No Brasil, o Dia Nacional da Conservação do Solo foi oficializado em 13 de novembro de 1989, através do Decreto de Lei número 7.876. De lá para cá, não apenas as universidades, mas a Extensão Rural, baseadas nos estudos e experimentos de Bennet, iniciaram trabalhos e ações de manejo e conservação do solo, inclusive no Rio Grande do Sul, através da atuação da Emater/RS-Ascar, em parceria com a Secretaria Estadual de Agricultura, Pecuária e Desenvolvimento Rural (Seapdr).

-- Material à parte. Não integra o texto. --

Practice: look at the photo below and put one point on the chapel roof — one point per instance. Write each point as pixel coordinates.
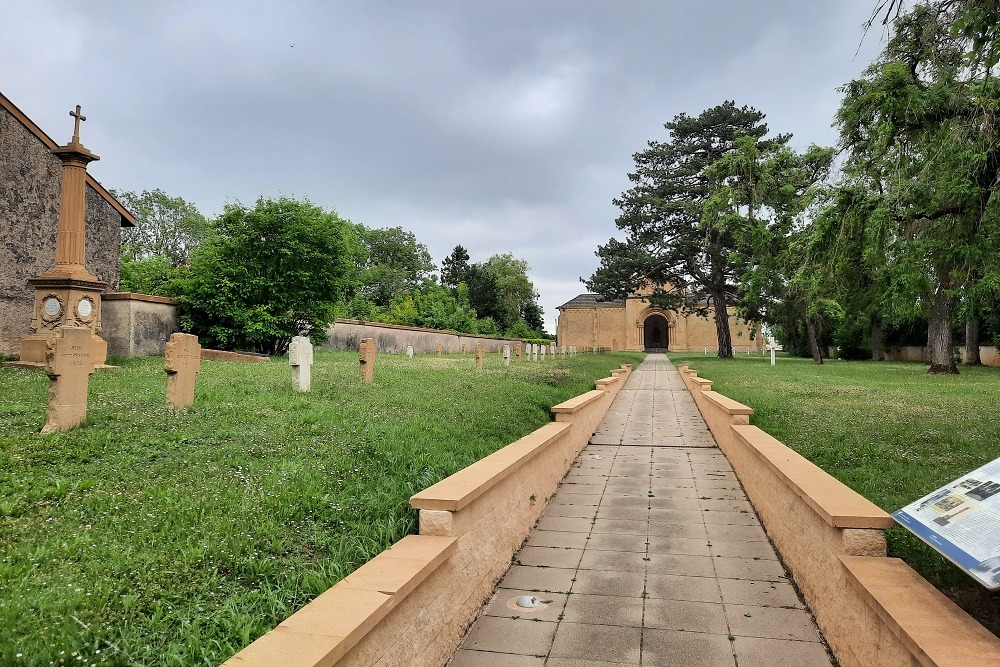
(591, 301)
(127, 219)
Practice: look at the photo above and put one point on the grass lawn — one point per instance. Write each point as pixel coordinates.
(888, 430)
(154, 537)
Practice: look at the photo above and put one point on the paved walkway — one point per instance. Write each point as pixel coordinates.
(649, 554)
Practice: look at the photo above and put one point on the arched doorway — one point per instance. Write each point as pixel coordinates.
(655, 333)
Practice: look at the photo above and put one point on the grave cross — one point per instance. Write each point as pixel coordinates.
(182, 361)
(76, 125)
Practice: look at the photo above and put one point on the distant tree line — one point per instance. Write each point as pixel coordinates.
(891, 238)
(254, 277)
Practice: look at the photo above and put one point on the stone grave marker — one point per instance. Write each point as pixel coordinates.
(69, 364)
(366, 357)
(182, 362)
(300, 359)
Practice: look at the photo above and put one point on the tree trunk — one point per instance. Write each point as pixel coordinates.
(813, 341)
(939, 342)
(722, 332)
(972, 357)
(878, 339)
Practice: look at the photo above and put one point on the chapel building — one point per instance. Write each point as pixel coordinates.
(30, 187)
(634, 324)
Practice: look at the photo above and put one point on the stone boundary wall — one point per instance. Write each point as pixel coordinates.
(987, 353)
(240, 357)
(137, 325)
(393, 338)
(873, 610)
(412, 604)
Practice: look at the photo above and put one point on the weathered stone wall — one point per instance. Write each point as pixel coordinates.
(30, 184)
(138, 325)
(393, 338)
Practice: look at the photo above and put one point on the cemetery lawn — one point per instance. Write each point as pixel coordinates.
(888, 430)
(154, 537)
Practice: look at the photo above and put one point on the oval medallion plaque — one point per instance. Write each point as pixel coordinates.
(85, 307)
(51, 306)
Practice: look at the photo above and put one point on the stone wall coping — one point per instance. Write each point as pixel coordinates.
(579, 402)
(455, 492)
(134, 296)
(932, 627)
(725, 403)
(831, 499)
(324, 630)
(604, 383)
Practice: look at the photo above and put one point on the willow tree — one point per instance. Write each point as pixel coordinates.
(924, 118)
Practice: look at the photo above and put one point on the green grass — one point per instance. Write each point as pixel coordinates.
(888, 430)
(155, 537)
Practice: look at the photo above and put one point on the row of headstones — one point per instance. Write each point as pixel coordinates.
(368, 347)
(69, 364)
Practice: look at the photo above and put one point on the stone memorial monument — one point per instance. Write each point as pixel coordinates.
(300, 359)
(68, 363)
(182, 362)
(366, 357)
(68, 295)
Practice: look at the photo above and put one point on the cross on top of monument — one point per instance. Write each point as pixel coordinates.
(76, 125)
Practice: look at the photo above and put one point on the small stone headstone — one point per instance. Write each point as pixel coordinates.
(182, 362)
(68, 363)
(300, 359)
(366, 357)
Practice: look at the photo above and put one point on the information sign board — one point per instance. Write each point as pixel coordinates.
(961, 520)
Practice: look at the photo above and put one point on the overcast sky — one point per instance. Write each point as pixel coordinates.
(502, 126)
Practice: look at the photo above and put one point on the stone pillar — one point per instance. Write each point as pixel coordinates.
(68, 294)
(68, 363)
(182, 362)
(366, 357)
(300, 355)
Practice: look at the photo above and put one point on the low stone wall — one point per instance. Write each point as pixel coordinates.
(872, 610)
(412, 604)
(987, 354)
(393, 338)
(239, 357)
(137, 325)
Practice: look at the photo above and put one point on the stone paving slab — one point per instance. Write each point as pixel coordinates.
(649, 554)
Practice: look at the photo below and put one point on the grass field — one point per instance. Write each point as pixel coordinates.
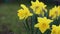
(9, 22)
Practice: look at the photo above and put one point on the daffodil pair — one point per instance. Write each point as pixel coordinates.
(43, 24)
(24, 12)
(55, 29)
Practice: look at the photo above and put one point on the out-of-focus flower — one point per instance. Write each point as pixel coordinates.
(54, 12)
(43, 24)
(38, 7)
(55, 29)
(24, 13)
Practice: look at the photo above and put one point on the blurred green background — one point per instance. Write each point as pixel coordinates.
(9, 22)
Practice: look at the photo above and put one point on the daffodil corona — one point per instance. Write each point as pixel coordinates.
(54, 12)
(55, 29)
(43, 24)
(24, 13)
(38, 7)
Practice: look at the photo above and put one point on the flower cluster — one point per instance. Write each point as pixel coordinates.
(39, 8)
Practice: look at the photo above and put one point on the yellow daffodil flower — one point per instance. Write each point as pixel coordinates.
(54, 12)
(55, 29)
(24, 13)
(43, 24)
(38, 7)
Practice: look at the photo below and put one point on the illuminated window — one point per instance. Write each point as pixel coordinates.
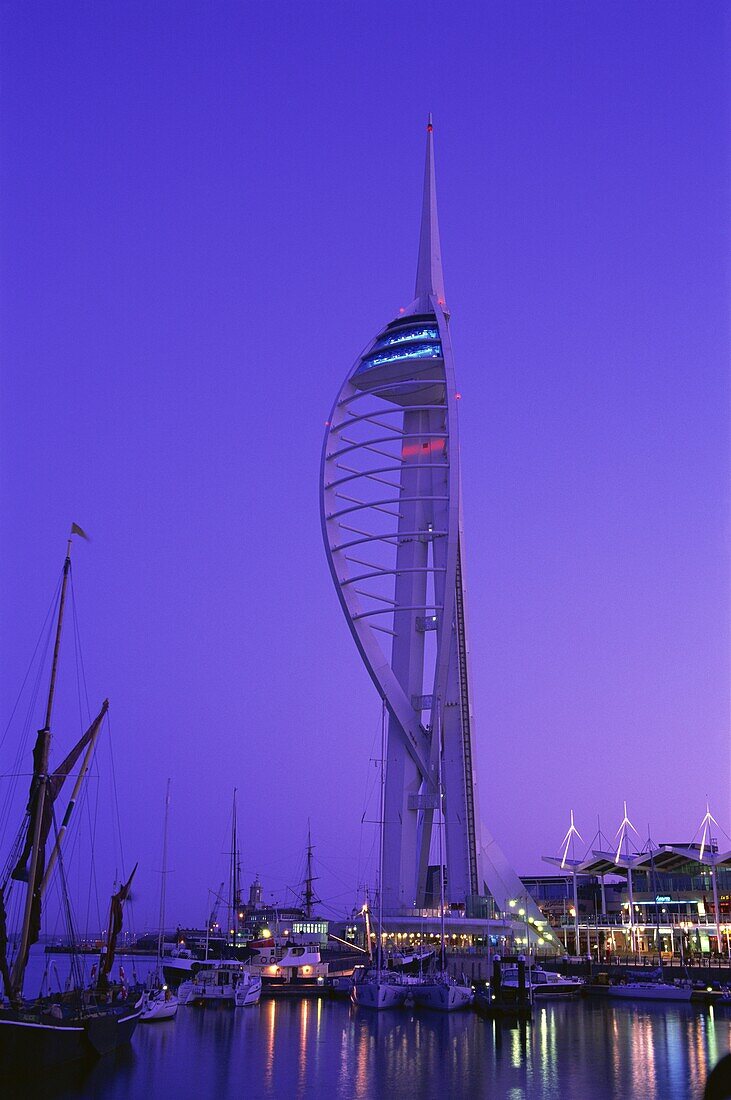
(408, 336)
(423, 351)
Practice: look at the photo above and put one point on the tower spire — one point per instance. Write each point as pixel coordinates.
(430, 276)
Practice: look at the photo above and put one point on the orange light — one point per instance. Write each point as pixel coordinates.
(432, 444)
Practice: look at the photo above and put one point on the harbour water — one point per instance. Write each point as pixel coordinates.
(283, 1049)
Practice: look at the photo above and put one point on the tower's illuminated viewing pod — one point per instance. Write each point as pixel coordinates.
(391, 525)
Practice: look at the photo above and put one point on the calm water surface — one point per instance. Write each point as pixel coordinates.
(573, 1051)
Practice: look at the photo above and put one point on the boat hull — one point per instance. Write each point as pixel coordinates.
(442, 997)
(30, 1041)
(648, 992)
(158, 1009)
(378, 996)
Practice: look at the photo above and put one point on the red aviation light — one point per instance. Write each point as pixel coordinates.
(431, 447)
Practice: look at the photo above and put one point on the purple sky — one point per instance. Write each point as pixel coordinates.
(207, 211)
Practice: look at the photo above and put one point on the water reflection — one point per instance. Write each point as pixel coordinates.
(307, 1048)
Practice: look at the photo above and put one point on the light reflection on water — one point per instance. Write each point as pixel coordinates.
(322, 1048)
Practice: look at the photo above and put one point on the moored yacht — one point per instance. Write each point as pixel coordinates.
(380, 989)
(442, 992)
(542, 983)
(222, 982)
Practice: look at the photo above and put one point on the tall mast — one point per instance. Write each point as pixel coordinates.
(309, 892)
(441, 832)
(41, 766)
(161, 933)
(234, 871)
(381, 826)
(430, 276)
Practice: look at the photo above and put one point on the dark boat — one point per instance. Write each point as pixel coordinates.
(84, 1023)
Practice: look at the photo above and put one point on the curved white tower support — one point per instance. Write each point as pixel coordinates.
(392, 530)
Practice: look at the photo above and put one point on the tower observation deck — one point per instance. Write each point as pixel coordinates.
(391, 521)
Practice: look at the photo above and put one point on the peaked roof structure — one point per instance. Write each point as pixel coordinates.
(430, 276)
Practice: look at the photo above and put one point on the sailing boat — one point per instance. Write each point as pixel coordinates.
(380, 988)
(225, 980)
(161, 1003)
(440, 990)
(82, 1022)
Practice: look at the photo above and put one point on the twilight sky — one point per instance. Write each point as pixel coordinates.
(207, 210)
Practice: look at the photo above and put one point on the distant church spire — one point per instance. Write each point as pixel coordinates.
(430, 276)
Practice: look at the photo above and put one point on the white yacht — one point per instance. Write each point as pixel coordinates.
(222, 982)
(380, 989)
(442, 992)
(162, 1004)
(542, 983)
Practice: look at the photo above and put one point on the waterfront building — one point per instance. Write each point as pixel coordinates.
(669, 899)
(391, 521)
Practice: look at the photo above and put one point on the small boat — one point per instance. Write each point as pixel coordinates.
(442, 992)
(161, 1002)
(650, 991)
(654, 988)
(85, 1022)
(380, 989)
(341, 985)
(542, 983)
(412, 961)
(439, 989)
(223, 982)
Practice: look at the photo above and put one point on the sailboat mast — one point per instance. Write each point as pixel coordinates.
(234, 870)
(309, 893)
(161, 934)
(381, 828)
(441, 832)
(41, 762)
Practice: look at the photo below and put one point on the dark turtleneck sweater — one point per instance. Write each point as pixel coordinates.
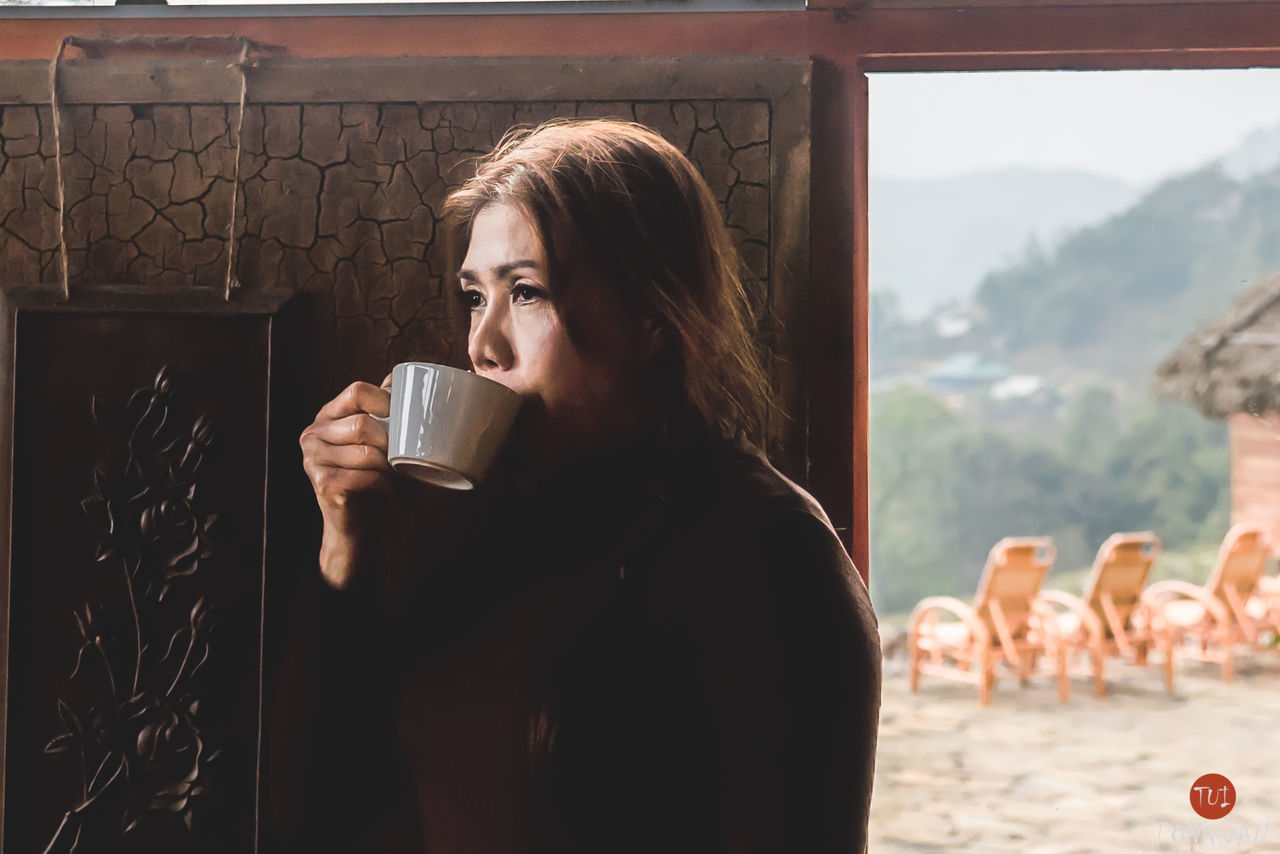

“Evoluímos muito na conservação do solo, mas estamos longe do ideal”, afirma Streck, ao citar práticas que degradaram o solo, como queima de palhada nas lavouras e do uso do arado, acompanhada de duas ou três gradagens, ficando o solo descoberto aos processos de erosão, que causam perda de sementes e fertilizantes, necessitando muitas vezes de replantio das lavouras. “Graças ao Plantio Direto, que revolucionou a agricultura no Rio Grande do Sul, o preparo do solo mudou”, afirma, ao citar ainda a evolução da pesquisa, dos serviços de Assistência Técnica e Extensão Rural e Social e das máquinas, que realizam a semeadura direto na palha. “Todo esse trabalho de certa forma contribuiu na redução das perdas de solo por erosão”, diz.

Práticas e produtividade
“Estamos longe do ideal na conservação do solo, porque continuamos fazendo uma agricultura de monocultura em semeadura direta, deixando a desejar nas necessidades de produção de palhada, sem a devida rotação de culturas”, avalia Streck, que cita ainda como problema a compactação do solo.

O extensionista defende o bom manejo, que contribui para melhorar a estrutura do solo, controlar enxurradas, armazenar água no solo e reduzir os impactos das estiagens, como a que tem acontecido neste ano de 2020 e em outros anos. “O manejo e as práticas conservacionistas contribuem na redução desses impactos e aumentam a produtividade dos solos”, diz Streck, ao citar o alerta da Organização das Nações Unidas para a Alimentação e a Agricultura (FAO) quanto à escassez de novas áreas de terras, o que pode comprometer o abastecimento de alimentos para a população. “Diante desse cenário, só nos resta aumentar a produtividade e a capacidade produtiva dos nossos solos”, observa.

Para Streck, uma forma de repor a fertilidade do solo e evitar as perdas na agricultura é manter práticas conservacionistas e de manejo que retenham a água no solo. “Reconheço a luta dos técnicos, tanto da Emater, como da pesquisa, das universidades e das cooperativas, e principalmente dos agricultores, que acreditam nas práticas de conservação do solo, garantindo uma agricultura mais produtiva para as futuras gerações”, finaliza.